When this incident happened, the Australian prime minister, like Trump, was relatively new to the job — he had officially taken office in March. Also like Trump, Howard was a conservative — he led the Liberal Party, which is actually Australia’s major center-right faction. And like the United States, Australia had both an entrenched gun culture and a pro-gun lobby (though not nearly as strong).

But Howard’s response to the shooting was about as different from Trump’s as you could imagine. In his first speech to Parliament after the shooting, just two days later, he called for Australian legislators to take up “the vexed issue of gun control,” and vowed to devote his premiership to the issue.

“I will do all that I humanly can, as leader of the government, to bring about a significant improvement and to address some of the great deficiencies that exist,” Howard said.

Howard made good on his word. In May, his government unveiled a controversial policy called the National Firearms Agreement that radically strengthened Australia’s gun laws. The NFA established a registry of all guns owned in the country and required a permit for all new firearm purchases. It also flat-out banned certain kinds of guns, such as automatic and semi-automatic rifles and shotguns.

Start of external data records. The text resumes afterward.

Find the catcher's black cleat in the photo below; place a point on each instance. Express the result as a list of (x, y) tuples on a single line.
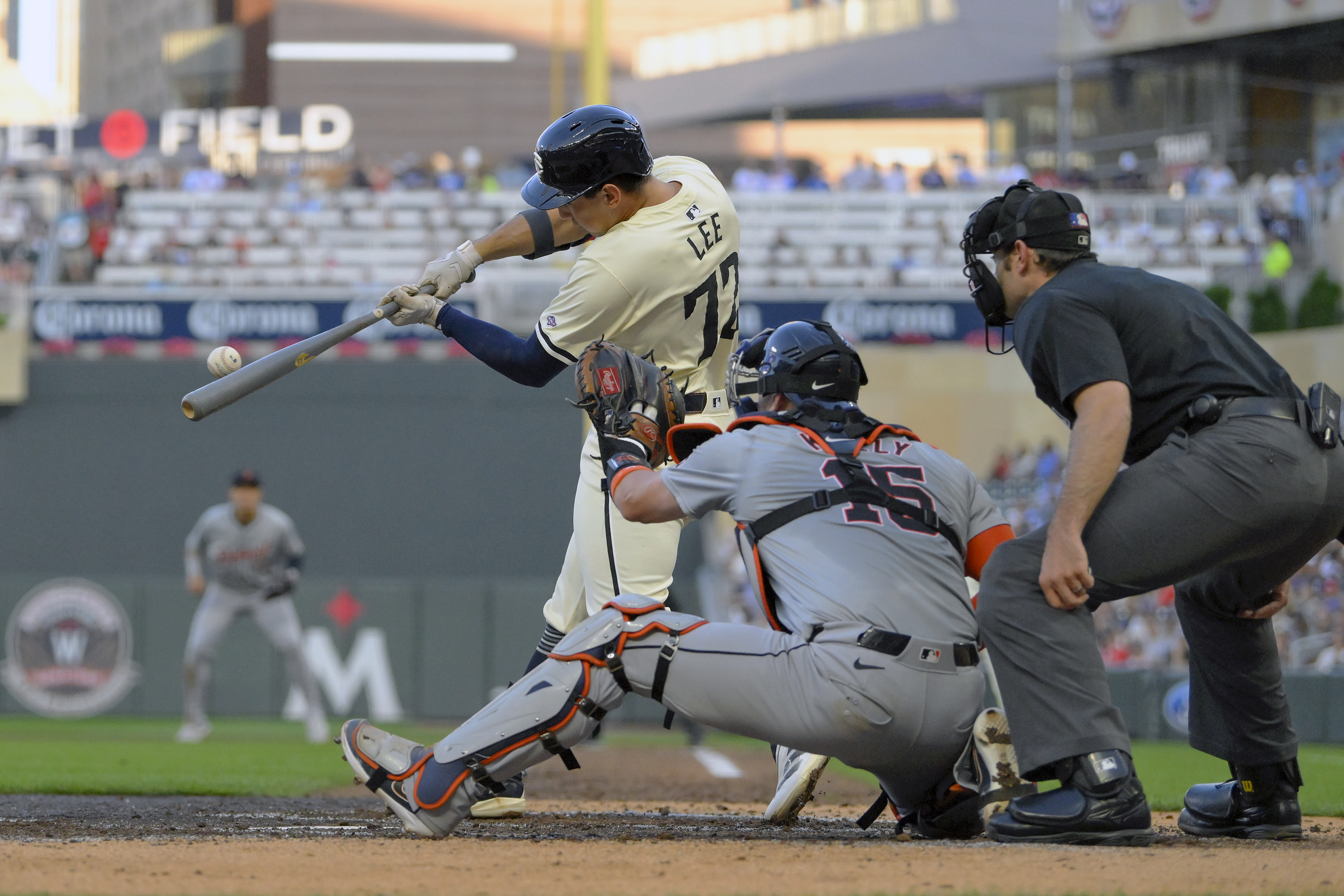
[(1260, 803), (1100, 804)]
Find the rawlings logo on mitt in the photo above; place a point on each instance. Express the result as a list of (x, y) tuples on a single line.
[(631, 402)]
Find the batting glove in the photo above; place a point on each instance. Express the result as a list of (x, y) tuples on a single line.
[(445, 276), (416, 307)]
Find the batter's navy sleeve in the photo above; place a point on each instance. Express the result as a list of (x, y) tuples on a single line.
[(521, 361)]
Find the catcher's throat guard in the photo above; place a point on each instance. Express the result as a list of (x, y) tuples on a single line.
[(628, 399)]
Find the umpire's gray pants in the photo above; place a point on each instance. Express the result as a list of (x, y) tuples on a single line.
[(1228, 515)]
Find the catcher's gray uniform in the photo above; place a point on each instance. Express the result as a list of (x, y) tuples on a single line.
[(245, 563), (835, 574)]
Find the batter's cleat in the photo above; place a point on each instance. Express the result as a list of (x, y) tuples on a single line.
[(193, 733), (1100, 804), (389, 766), (316, 730), (799, 774), (996, 762), (1260, 803), (506, 805)]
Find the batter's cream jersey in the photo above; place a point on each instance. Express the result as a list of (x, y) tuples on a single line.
[(663, 284), (849, 562), (241, 558)]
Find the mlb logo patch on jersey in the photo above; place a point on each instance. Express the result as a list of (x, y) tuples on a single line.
[(609, 381)]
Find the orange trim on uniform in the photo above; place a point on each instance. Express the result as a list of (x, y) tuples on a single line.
[(452, 789), (984, 544), (754, 418), (636, 612), (620, 474)]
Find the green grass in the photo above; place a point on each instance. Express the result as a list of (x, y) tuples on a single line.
[(123, 755)]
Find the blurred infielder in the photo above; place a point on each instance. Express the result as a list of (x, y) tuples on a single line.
[(659, 279), (254, 555), (859, 536)]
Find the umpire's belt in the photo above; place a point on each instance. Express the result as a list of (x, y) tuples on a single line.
[(964, 653), (1204, 413)]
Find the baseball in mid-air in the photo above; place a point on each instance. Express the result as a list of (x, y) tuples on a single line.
[(224, 361)]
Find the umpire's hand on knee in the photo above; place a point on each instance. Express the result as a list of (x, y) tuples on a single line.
[(1277, 601), (1065, 576)]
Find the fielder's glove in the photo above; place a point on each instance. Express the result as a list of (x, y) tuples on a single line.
[(416, 307), (283, 583), (632, 405), (445, 276)]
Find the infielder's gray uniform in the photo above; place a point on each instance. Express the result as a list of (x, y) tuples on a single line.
[(245, 562), (905, 718)]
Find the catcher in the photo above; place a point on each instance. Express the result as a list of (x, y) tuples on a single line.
[(859, 535)]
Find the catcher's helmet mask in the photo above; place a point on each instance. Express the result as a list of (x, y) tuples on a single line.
[(807, 362), (585, 150), (1019, 214)]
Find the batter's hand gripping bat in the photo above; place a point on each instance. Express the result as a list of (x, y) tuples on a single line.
[(264, 371)]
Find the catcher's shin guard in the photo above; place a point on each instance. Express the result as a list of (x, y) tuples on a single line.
[(389, 766)]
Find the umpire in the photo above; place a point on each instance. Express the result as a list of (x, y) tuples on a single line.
[(1230, 488)]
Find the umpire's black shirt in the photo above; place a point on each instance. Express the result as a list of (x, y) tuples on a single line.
[(1167, 342)]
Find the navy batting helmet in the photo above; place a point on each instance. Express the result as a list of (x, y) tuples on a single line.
[(585, 150)]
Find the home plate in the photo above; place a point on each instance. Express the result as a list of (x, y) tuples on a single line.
[(716, 762)]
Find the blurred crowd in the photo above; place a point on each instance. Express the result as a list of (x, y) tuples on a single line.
[(1143, 632)]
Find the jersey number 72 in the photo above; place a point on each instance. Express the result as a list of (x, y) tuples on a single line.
[(710, 288)]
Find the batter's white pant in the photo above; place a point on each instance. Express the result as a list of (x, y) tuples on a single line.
[(277, 620), (609, 555)]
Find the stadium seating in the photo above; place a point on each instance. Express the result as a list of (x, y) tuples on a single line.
[(796, 239)]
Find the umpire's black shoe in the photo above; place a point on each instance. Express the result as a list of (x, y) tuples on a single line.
[(1100, 804), (1260, 803)]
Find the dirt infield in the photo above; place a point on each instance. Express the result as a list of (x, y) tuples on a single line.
[(677, 831), (650, 866)]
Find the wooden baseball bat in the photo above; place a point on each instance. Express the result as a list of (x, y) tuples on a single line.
[(264, 371)]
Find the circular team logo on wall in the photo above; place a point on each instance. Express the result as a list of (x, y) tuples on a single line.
[(1176, 707), (1107, 17), (1199, 10), (68, 651)]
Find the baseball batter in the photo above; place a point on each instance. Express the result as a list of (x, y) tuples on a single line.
[(659, 277), (253, 554), (873, 659)]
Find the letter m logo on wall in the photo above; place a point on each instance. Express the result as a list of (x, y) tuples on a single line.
[(367, 668)]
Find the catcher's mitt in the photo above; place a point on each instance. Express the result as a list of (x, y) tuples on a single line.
[(631, 402)]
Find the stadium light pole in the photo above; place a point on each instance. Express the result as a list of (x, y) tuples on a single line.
[(1064, 121), (597, 76)]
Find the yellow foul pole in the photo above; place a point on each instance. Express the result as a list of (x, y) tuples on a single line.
[(557, 60), (597, 70)]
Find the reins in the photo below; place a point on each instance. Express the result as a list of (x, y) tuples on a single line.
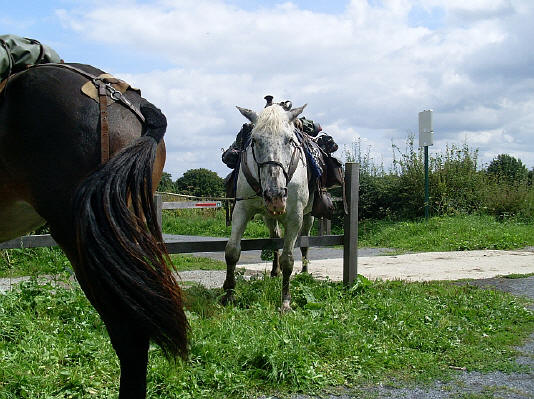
[(256, 184)]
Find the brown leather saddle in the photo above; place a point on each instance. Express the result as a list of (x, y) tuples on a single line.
[(104, 89)]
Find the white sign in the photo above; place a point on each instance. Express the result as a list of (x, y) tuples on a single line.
[(426, 131)]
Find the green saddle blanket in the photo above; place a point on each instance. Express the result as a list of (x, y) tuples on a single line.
[(16, 53)]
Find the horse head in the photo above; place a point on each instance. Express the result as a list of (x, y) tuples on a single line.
[(275, 150)]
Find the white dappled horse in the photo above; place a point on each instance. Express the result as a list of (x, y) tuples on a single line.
[(273, 182)]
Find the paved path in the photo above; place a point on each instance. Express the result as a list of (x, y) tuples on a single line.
[(410, 267)]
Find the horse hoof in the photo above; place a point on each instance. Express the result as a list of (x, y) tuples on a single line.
[(286, 307)]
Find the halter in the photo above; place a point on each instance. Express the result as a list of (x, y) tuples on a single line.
[(255, 184)]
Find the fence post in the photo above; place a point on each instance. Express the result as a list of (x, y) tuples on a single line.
[(158, 202), (325, 227), (350, 223)]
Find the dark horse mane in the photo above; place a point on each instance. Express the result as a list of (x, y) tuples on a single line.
[(122, 247)]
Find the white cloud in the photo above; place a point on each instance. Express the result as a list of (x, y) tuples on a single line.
[(364, 73)]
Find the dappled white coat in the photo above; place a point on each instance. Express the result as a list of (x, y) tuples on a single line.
[(273, 139)]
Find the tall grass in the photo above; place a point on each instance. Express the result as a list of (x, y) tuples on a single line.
[(458, 185), (54, 345)]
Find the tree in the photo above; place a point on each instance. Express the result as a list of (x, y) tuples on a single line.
[(507, 169), (166, 184), (201, 183)]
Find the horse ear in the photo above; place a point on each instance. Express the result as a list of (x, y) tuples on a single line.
[(295, 112), (247, 113)]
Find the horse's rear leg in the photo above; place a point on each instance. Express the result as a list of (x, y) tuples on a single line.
[(292, 230), (307, 223), (274, 232), (131, 347), (240, 218)]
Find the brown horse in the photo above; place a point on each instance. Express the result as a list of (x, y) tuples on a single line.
[(101, 215)]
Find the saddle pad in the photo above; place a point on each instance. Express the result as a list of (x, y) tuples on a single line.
[(90, 90)]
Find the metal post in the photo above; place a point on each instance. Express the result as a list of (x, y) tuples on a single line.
[(350, 224), (426, 184)]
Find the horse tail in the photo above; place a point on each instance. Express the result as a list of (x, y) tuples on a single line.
[(123, 264)]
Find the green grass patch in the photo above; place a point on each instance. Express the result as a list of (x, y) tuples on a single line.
[(207, 222), (190, 262), (53, 344), (451, 233), (33, 261)]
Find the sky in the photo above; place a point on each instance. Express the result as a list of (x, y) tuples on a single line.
[(366, 68)]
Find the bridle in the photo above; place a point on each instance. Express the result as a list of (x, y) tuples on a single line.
[(288, 173)]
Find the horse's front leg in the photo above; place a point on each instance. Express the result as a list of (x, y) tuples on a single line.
[(307, 223), (274, 232), (240, 218), (292, 230)]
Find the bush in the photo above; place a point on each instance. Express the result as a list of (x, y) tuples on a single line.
[(200, 183)]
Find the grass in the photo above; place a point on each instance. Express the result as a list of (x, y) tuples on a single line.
[(208, 222), (39, 261), (452, 233), (458, 233), (53, 344)]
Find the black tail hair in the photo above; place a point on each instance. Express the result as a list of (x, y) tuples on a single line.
[(124, 267)]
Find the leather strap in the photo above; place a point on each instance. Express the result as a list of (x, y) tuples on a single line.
[(103, 86), (104, 124), (248, 175)]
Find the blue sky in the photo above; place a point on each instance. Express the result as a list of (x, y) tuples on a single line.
[(365, 68)]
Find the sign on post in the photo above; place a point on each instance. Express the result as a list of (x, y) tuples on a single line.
[(426, 131)]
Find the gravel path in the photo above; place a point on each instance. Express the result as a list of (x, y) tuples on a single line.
[(476, 265)]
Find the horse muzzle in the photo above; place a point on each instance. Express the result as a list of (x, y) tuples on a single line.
[(275, 202)]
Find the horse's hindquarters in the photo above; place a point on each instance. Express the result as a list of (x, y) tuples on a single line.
[(17, 218)]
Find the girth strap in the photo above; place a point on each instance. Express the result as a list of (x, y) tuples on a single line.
[(104, 125), (252, 182), (103, 86)]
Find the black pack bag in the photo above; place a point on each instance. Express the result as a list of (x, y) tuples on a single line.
[(327, 143), (323, 207), (334, 172)]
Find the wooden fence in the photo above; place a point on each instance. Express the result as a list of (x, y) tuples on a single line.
[(349, 239)]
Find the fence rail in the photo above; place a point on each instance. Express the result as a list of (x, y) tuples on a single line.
[(349, 239)]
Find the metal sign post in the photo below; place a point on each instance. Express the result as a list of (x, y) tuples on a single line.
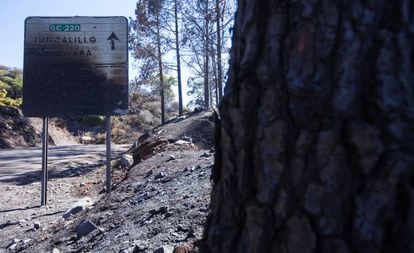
[(75, 66), (45, 143), (108, 154)]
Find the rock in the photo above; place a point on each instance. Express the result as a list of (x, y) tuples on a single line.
[(84, 228), (161, 210), (159, 175), (149, 173), (171, 158), (205, 154), (142, 197), (187, 139), (164, 249), (22, 222), (77, 207), (26, 241), (14, 246), (126, 161), (36, 225), (139, 187), (182, 142), (183, 248)]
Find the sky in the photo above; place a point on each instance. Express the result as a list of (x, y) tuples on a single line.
[(14, 12)]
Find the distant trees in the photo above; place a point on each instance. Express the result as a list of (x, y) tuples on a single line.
[(198, 34)]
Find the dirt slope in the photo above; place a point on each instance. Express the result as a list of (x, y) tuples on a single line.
[(161, 201)]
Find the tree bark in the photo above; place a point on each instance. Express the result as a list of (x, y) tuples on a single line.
[(316, 143), (160, 71), (219, 65), (177, 50), (206, 54)]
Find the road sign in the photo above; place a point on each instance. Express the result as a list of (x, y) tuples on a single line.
[(75, 66)]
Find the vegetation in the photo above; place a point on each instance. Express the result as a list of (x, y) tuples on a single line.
[(11, 85), (166, 34)]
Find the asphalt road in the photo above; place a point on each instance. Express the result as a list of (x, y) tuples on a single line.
[(18, 163)]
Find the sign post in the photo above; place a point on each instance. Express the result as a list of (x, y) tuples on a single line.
[(108, 154), (75, 66), (45, 144)]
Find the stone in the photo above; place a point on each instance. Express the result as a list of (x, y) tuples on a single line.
[(164, 249), (149, 173), (159, 175), (14, 246), (182, 142), (183, 248), (142, 197), (26, 241), (171, 158), (77, 207), (205, 154), (36, 225), (84, 228), (22, 222), (187, 138), (126, 161)]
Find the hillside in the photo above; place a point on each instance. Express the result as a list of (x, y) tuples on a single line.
[(156, 205)]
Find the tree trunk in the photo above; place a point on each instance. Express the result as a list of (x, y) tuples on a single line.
[(219, 65), (177, 50), (160, 71), (316, 143), (206, 49)]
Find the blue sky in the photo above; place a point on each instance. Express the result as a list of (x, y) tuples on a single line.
[(14, 12)]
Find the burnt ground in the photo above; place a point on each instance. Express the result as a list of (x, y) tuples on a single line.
[(161, 201)]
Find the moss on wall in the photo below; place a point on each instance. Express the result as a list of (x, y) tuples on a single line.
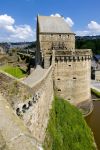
[(67, 129), (95, 92)]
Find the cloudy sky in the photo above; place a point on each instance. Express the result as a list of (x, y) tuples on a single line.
[(18, 17)]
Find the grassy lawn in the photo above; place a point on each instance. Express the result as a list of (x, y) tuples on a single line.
[(14, 71), (67, 129)]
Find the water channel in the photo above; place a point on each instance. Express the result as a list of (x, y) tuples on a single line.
[(93, 120)]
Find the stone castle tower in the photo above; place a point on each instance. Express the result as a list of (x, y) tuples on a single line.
[(72, 67)]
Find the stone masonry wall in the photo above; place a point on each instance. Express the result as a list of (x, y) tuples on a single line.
[(31, 104)]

Since many of these guns were already in circulation, the bill included a mandatory buyback program, which included large-scale gun confiscation. Gun owners were compensated for the dollar value of the weapons seized by the state.

The NFA was passed quickly, though some Australian gun owners strongly opposed it. Howard was photographed wearing a bullet-proof vest in a public appearance, for fear that a pro-gun radical might fire on him. But he nonetheless traveled the country, even speaking to a pro-gun rally in June 1996 — where he told gun owners, to their face, that some of their guns would be seized.

Rob Blakers/Pool/Getty Images

“In no way have you people been involved in criminal behavior,” Howard said. “But ... it is in the national interest that there be a dramatic reduction in the number of automatic and semi-automatic weapons in the Australian community [because] there is a clear link between the volume of powerful weapons in the community and the extent to which they are used in an indiscriminate manner.”

The law went into effect peacefully, and some 650,000 guns were destroyed after the buyback. Experts credit Howard’s personal leadership for the NFA’s swift passage and implementation, arguing that a conservative politician championing the issue played a decisive role in getting both policymakers and ordinary Australians on board.

“Had Howard followed the example of previous political leaders in their dealings with gun massacres, he could have dropped the matter into the abyss of the parliamentary committee process,” Simon Chapman, a professor emeritus at the University of Sydney, writes in his book Over Our Dead Bodies. “Howard’s position and his determination to see it fulfilled became one of the most enduring and important political narratives in the months after Port Arthur.”

What’s more, there’s every reason to believe the law was a success. Per capita gun ownership in Australia is down by 23 percent from its pre-Port Arthur peak. Many different studies have found evidence that the law reduced Australia’s homicide and suicide rates. And since the law’s passage, there has not been a single mass shooting in Australia.

In recent interviews, John Howard has described this as one of his administration’s greatest accomplishments.

“I am very proud of it,” he said in a 2016 interview with the Sydney Morning Herald. “I thought if ever we were going to do something dramatic and lasting to change Australia’s gun laws to prevent the emergence of a more alien gun culture in our country, this was the time to do it.”

In that same interview, Howard was asked to give some advice to then-candidates Trump and Hillary Clinton. “I would just point out that we are a safer country, and I would say I understand what a terrible burden gun deaths are,” Howard said.

Candidate Trump is now President Trump. And in the wake of a shooting that has rocked America — where children were gunned down in cold blood — he appears to be either incapable of or unwilling to exercise the sort of leadership that Howard once did.